Identitätsklau im Internet ist leider ein weit verbreitetes Phänomen. Kriminelle haben hierzu hunderte verschiedene Vorgehensweisen, Varianten und Tricks zur Verfügung. So schützen Sie sich.

Identitätsdiebstahl im Netz: So erkennen Sie Phishing, Spoofing, Pharming & Co.

Die Digitalisierung bietet Cyberkriminellen immer neue Möglichkeiten zum Datendiebstahl. Dabei sind sie ausserordentlich erfindungsreich, denn das illegale Geschäft ist lukrativ. Gestohlene Personendaten lassen sich in Tausenden von Internetforen zu Geld machen. Ausweisnummern, Kreditkartendaten, Login-Daten von E-Mail-Konten, eBay-Anmeldedaten & Co. stehen hier zum Verkauf.
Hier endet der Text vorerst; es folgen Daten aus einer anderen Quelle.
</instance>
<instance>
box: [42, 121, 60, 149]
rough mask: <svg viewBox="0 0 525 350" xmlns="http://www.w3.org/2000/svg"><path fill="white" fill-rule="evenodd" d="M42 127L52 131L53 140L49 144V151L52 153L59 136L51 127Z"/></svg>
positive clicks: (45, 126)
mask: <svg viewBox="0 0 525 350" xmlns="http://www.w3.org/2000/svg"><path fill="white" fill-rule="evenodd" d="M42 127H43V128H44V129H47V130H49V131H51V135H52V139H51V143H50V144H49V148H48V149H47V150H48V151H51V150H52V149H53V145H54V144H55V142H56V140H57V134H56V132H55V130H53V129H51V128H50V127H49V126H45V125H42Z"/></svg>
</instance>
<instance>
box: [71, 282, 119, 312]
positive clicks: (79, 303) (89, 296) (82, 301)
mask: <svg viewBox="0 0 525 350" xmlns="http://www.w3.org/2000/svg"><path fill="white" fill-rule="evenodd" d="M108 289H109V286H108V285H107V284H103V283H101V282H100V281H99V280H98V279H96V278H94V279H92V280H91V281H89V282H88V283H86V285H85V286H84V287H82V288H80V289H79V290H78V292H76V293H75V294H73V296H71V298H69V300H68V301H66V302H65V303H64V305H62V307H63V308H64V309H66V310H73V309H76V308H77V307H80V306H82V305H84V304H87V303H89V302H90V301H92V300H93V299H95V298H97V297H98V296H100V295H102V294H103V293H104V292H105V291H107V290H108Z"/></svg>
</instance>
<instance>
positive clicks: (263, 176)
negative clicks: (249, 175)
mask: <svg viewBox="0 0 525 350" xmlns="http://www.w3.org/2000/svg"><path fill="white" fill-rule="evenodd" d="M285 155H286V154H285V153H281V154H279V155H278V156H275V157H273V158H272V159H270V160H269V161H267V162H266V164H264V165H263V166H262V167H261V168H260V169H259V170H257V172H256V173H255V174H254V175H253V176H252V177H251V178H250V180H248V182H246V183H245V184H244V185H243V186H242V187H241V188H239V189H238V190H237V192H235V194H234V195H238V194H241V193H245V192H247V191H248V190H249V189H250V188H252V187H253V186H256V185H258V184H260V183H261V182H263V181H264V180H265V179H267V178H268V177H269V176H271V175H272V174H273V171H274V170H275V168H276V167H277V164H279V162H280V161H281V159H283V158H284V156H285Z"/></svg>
Kein Wunder, dass die Methoden des Datendiebstahls immer raffinierter und schwieriger erkennbar werden. Kriminelle, die im IT-Bereich versiert sind, hacken sich zum Beispiel in fremde Systeme ein und bedienen sich dort. Die Möglichkeiten sind hier beinahe unbegrenzt. Doch wie gehen die Betrüger den meisten Fällen vor? Und wie können Sie sich schützen? Wir stellen die drei häufigsten Arten des Datendiebstahls vor:

Was ist Spoofing?

«Spoofing» (englisch: Manipulation, Schwindel, Täuschung) fasst unterschiedliche Täuschungsmethoden zusammen, bei welchen die eigene Identität verschleiert wird. «Spoofer» sind Kriminelle, die Methoden anwenden, um Authentifizierungs- sowie Identifikationsverfahren (nicht nur im Web) zu untergraben. Sie lassen Briefe und E-Mails echt wirken. Sie können sich das so vorstellen: Sie holen einen Brief aus Ihrem Briefkasten. Darauf ist ein Absender angegeben. Sie können sich jedoch nicht zu 100% sicher sein, dass dieser wirklich der Verfasser des Briefes ist.
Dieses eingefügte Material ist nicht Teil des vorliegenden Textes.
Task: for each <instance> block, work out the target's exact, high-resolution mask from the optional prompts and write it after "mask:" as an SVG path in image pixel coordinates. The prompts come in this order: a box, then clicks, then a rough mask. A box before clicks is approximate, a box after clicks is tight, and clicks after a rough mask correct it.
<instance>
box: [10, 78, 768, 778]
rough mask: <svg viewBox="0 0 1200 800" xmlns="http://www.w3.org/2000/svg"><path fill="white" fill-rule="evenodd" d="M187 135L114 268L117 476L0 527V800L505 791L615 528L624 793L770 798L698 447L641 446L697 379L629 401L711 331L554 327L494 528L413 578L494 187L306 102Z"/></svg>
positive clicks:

Vor allem bei E-Mails ist das Verfahren effektiv: das hier eingesetzte Simple Mail Transfer Protocol (SMTP) arbeitet nicht mit einer Authentifizierung. Auch können Spoofer z.B. IP-Pakete so manipulieren, dass die Absenderadresse vertrauenswürdig wirkt. Seit 2006 kommt diese Art der Internetkriminalität vor allem bei Webanwendungen zum Einsatz und heisst dann «Phishing».

Was ist Phishing?

Phishing ist eine der am meisten verbreiteten und ältesten Formen von Cyberkriminalität im Internet. Es kommt von der Zusammensetzung der Wörter «Passwort» und «fishing» (engl.) und wird genauso ausgesprochen «fishing». Phishing ermöglicht es, Daten zu stehlen oder schädliche Software auf dem Computer des Opfers zu installieren. Dazu werfen Täterinnen bzw. Täter wie beim Fischen Köder in Form von gefälschten E-Mails (meist von namhaften Unternehmen und Dienstleistern) aus. Wer auf die gefälschten Mails mit Aufforderungen zu verschiedenen Handlungen – meist das Klicken auf einen verseuchten Link –hereinfällt und sie nicht rechtzeitig erkennt, kann schnell Opfer von Datendiebstahl werden. Oft wird dabei nämlich automatisch eine schädliche Software (Keylogger, Trojaner oder Ransomware) auf den Computer oder das Smartphone installiert, die persönliche Daten abgreifen kann. Manchmal sofort, in anderen Fällen schleichend über einen längeren Zeitraum. Oder man landet auf einer Webseite, die persönliche Daten wie Logins für Banken, E-Mail-Konten oder Shops verlangt. Da die falschen E-Mails oft (fast) genauso aussehen, wie echte E-Mails wichtiger Institutionen und Firmen (z.B. DHL, UPS, Banken, Post & Co.) gilt hier täglich besondere Vorsicht.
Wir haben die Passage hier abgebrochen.